The first SELECT statement, the anchoring statement, selects all the employee table columns where the column manager_id is NULL. In short, it will select Alice, because only she has a NULL value in that column - starting the recursion from the top of the organizational structure. There’s also a column hierarchy_level with the value of 0. That means the head of the company’s level is 0 – they’re on top of the hierarchy.
UNION ALL is used to connect this SELECT statement with the second one, the recursive member. In the recursive member, all the columns from the table employees ares selected and the CTE company_hierarchy where the column boss_id is equal to the column id. Notice the part hierarchy_level + 1.This means that with every recursion, the CTE will add 1 to the previous hierarchy level, and it will do that until it reaches the end of the hierarchy. Also note that the CTE is treated as any other table. To finish defining the CTE, the brackets are closed.
Finally, there’s a third SELECT statement, outside of the CTE. It selects the columns that will show employees, their bosses’ names, and the hierarchy level. Data is taken from the CTE and the table employees.
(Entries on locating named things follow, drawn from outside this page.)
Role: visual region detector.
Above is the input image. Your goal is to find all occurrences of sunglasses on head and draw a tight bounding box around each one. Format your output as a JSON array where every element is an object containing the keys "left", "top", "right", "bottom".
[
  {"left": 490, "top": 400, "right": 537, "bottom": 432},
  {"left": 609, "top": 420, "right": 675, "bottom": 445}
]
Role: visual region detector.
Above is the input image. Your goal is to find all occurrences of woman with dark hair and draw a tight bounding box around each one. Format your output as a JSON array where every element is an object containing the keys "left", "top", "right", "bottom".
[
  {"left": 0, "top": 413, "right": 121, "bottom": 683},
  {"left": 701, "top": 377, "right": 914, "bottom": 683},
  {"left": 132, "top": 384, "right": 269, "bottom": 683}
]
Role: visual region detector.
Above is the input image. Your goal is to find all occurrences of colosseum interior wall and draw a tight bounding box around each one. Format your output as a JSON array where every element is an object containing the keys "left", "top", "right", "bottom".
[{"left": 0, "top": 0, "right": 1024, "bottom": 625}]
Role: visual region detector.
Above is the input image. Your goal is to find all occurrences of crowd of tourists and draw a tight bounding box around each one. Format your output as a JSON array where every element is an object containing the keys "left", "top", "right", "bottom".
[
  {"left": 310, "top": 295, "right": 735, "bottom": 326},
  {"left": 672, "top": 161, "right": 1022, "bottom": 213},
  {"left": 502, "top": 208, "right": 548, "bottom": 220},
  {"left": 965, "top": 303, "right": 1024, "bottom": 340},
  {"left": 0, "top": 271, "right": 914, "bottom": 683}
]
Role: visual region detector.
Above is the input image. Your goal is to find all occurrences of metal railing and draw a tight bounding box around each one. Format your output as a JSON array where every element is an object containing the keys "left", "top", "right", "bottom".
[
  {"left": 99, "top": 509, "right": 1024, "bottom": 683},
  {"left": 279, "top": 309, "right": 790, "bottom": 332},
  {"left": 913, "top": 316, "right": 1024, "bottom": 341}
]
The CTE and employees table are joined with a LEFT JOIN, since we want all the data from the CTE – including Alice, who has the NULL value in the column boss_id.
In a very simplistic way -
“Recursive CTEs are used to handle and query data that refers to itself, like finding all employees who report to a manager in a company hierarchy.”